National Poetry Day

I’ve been playing with poetry recently, and since its national poetry day I’m going to pop this one up.

I had written it for a specific competition, but my executive function issues got in the way, and I ended up missing the deadline. Ah well.

It’s an attempt at a Welsh style called a Cynghanedd (Harmony). English doesn’t lend itself well to the form, which is all about mirroring consonant sounds, but I love trying it.

This particular poem is a Cynghanedd Sain (a sound harmony). It’s not perfect, I’ve kept to the spirit of the rules, but bending rules is a huge part of my coping mechanisms!

Each line is broken into three sections, the first must rhyme with the second, the second’s consonants must appear in the same order in the third (but mustn’t rhyme). I find that structure can often push you into new ways of thinking.

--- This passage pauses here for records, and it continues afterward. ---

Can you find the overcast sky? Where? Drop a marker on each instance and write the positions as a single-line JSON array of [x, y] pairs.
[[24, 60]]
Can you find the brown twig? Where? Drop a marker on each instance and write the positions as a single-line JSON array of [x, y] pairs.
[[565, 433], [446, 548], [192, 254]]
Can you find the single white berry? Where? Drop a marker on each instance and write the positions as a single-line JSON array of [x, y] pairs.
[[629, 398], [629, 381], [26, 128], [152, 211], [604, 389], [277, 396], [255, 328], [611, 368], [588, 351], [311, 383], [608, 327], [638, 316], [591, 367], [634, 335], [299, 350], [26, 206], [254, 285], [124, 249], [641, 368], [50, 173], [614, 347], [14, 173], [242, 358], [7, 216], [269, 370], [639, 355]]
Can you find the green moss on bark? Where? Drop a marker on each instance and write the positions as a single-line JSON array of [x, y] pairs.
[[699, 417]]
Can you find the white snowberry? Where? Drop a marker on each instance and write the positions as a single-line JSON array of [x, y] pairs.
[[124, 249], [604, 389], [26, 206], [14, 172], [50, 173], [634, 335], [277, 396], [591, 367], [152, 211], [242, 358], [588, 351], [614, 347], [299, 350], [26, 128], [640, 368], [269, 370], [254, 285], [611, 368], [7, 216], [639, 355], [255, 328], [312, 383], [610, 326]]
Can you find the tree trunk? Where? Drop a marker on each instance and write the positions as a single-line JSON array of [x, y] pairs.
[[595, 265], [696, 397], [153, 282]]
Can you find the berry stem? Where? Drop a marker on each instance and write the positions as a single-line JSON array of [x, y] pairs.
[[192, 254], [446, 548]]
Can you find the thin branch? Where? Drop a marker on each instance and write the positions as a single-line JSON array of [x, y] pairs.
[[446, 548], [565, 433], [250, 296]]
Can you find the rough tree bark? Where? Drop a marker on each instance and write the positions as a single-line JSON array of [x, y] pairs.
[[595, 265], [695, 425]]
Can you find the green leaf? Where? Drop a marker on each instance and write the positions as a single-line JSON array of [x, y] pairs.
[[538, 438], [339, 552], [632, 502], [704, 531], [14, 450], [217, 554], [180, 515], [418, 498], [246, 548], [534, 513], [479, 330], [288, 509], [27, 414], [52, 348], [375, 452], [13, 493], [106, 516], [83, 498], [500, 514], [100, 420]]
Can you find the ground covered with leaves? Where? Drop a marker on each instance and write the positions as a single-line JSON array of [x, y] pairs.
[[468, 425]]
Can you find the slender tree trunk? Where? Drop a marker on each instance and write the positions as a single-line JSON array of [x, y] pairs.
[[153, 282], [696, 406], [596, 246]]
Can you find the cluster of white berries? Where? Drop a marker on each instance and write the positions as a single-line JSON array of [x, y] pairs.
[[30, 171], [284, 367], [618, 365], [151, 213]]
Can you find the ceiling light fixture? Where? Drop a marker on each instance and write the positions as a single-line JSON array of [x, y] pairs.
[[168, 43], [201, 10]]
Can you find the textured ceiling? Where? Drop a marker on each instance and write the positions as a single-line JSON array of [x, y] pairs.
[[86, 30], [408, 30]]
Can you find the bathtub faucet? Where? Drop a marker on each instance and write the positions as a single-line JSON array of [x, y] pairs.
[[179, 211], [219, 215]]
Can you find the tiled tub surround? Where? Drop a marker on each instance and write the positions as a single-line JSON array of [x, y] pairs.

Hope you don’t mind my poetic tangent!

Silence

A cacophony of phoney feign

Silence fell, a hell, a haul

Of buzzing, humming, homonyming,

Of croaking, poking, pecking

Of bleating, meeting, mating.

My feet in rivers, slicing shivers, sluicing shy verges.

Lips loose and held, a tongueless weld, tangled, I swallow

Silence batters and clatters. Cultures

Caught in parallel, increasing swell, Encroaching its will

On my emptiness. My moment’s less minimised silence.

Silence. I have never heard a silent herd, slain throats,

A quest for peace, unslayable beast, No syllable boasts

Sleeker vacuum, a perfect plume, pure facet palmed.

With feet asplash, fish flash, fresh flesh.

I lie back, arms slack, roaming slaked.

Winds steal words, steal calling birds, still clinging breeds

Empty vases, passes, peace in pieces.